Eine Sache, die gut gehen kann. Wenn's gut läuft. Und da frag ich mich: Läuft's gut, wenn (fast) alles neu ist? In letzter Zeit scheint mir das (nicht nur) in Reutlingen die Parole zu sein. Neue Stadthalle, neues Theater statt alter Planie und nun auch noch neues Einkaufsareal statt Rücksicht auf ein altes architektonisches Gesamtkonzept. Das des Architekten Wilhelm Tiedje nämlich, der das Areal zwischen 1962 und 1965 so erschaffen hat, dass es von allen Seiten frei einsichtig ist. Eine Ode an die Transparenz der Demokratie sozusagen. Das wäre ­- egal ob Variante eins oder zwei ­- nicht mehr ganz der Fall. Fast also eine architektonische Sünde. Eine Sünde an einer "Ikone", wie der Architekt Hubert Krämer (FWV) das Ensemble benannte. Und womit er möglicherweise den Anstoß zu einer Diskussion gegeben haben könnte, die der ganz ähnlich werden könnte, die in Stuttgart noch immer läuft ­ die Diskussion um Stuttgart 21.

Freilich, Reutlingen ist nicht Stuttgart. Aber vielleicht wurde ein Teil des Architektur-Ensembles vorsichtshalber gleich doppelt gesichert. Im Gutachten heißt es nämlich, dass der Ratssaal sowie das Hauptgebäude der Stadtverwaltung "nicht zur Disposition stehen". Und just vor einigen Tagen erreichte mich eine Pressemeldung, dass das "Ratsgebäude der Stadt Reutlingen nach über 44-jähriger Nutzung energetisch saniert" wird.
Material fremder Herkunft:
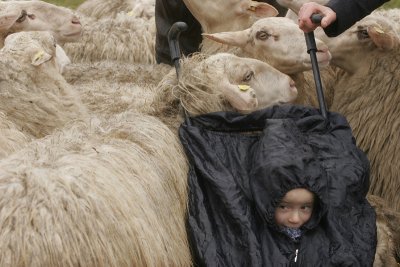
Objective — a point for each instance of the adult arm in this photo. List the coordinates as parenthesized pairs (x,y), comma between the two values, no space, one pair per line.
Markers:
(349,12)
(338,15)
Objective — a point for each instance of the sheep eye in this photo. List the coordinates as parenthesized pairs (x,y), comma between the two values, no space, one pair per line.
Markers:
(249,75)
(22,17)
(263,35)
(362,34)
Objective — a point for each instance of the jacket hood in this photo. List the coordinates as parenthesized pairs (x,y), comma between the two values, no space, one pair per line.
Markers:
(284,161)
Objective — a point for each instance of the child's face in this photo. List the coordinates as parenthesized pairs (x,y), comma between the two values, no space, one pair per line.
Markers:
(295,209)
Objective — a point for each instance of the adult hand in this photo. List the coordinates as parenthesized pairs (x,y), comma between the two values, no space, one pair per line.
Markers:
(310,8)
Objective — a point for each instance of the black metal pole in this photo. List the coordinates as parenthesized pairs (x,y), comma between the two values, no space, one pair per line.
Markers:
(173,41)
(312,50)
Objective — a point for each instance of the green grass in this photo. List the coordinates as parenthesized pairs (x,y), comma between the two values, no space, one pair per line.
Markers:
(76,3)
(67,3)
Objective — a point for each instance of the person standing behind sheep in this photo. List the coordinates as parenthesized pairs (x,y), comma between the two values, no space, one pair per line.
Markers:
(339,15)
(171,11)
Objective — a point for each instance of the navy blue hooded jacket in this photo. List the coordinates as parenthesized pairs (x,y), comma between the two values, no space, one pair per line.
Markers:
(242,165)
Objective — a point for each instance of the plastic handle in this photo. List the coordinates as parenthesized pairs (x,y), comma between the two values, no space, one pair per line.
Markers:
(316,18)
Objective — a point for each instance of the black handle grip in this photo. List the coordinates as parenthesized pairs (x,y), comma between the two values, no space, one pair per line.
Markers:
(316,18)
(173,39)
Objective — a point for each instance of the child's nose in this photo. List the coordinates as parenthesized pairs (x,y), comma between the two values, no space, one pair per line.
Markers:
(294,217)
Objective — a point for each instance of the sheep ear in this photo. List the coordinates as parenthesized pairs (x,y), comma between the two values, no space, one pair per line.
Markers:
(383,40)
(261,10)
(241,97)
(7,21)
(40,57)
(237,38)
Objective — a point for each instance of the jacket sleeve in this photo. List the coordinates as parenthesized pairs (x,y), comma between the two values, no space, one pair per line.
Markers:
(349,12)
Dabei würde unter anderem die Glasfassade des Großen Sitzungssaales erneuert und auch der Innenausbau des großen Ratssaales, sowie die vorhandene Möblierung aufgearbeitet und erneuert. Einrüstung des Ratsgebäudes: der 28. Juli.
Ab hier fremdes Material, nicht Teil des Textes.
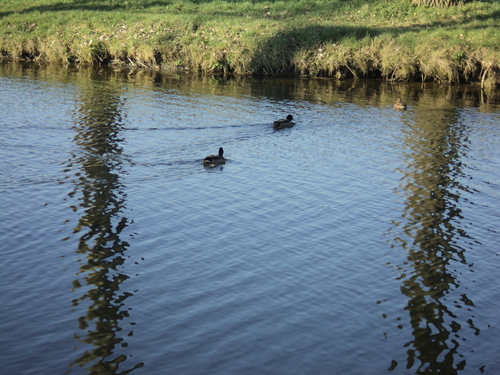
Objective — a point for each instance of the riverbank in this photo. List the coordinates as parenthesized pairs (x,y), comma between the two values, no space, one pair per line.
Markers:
(391,39)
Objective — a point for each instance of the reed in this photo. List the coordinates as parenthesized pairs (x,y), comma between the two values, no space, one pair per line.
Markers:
(392,39)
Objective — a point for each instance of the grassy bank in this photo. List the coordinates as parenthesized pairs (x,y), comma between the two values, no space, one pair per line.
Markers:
(392,39)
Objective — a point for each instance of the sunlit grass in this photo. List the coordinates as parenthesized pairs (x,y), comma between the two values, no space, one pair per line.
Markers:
(392,39)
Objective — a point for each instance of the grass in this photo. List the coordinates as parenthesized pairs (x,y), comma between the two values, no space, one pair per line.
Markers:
(392,39)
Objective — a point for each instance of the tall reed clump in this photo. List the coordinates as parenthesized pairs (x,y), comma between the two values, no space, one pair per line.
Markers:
(392,39)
So schnell kann's gehen. Liege ich richtig, wenn ich meine, dass die Stadt also kaum etwas anrühren wird, für das sie viel Geld auszugeben gedenkt? Damit wäre also schon mal ein Teilurteil gefällt. Jetzt sagen Sie 's, liebe Reutlingerinnen und Reutlinger: War' s die richtige Entscheidung?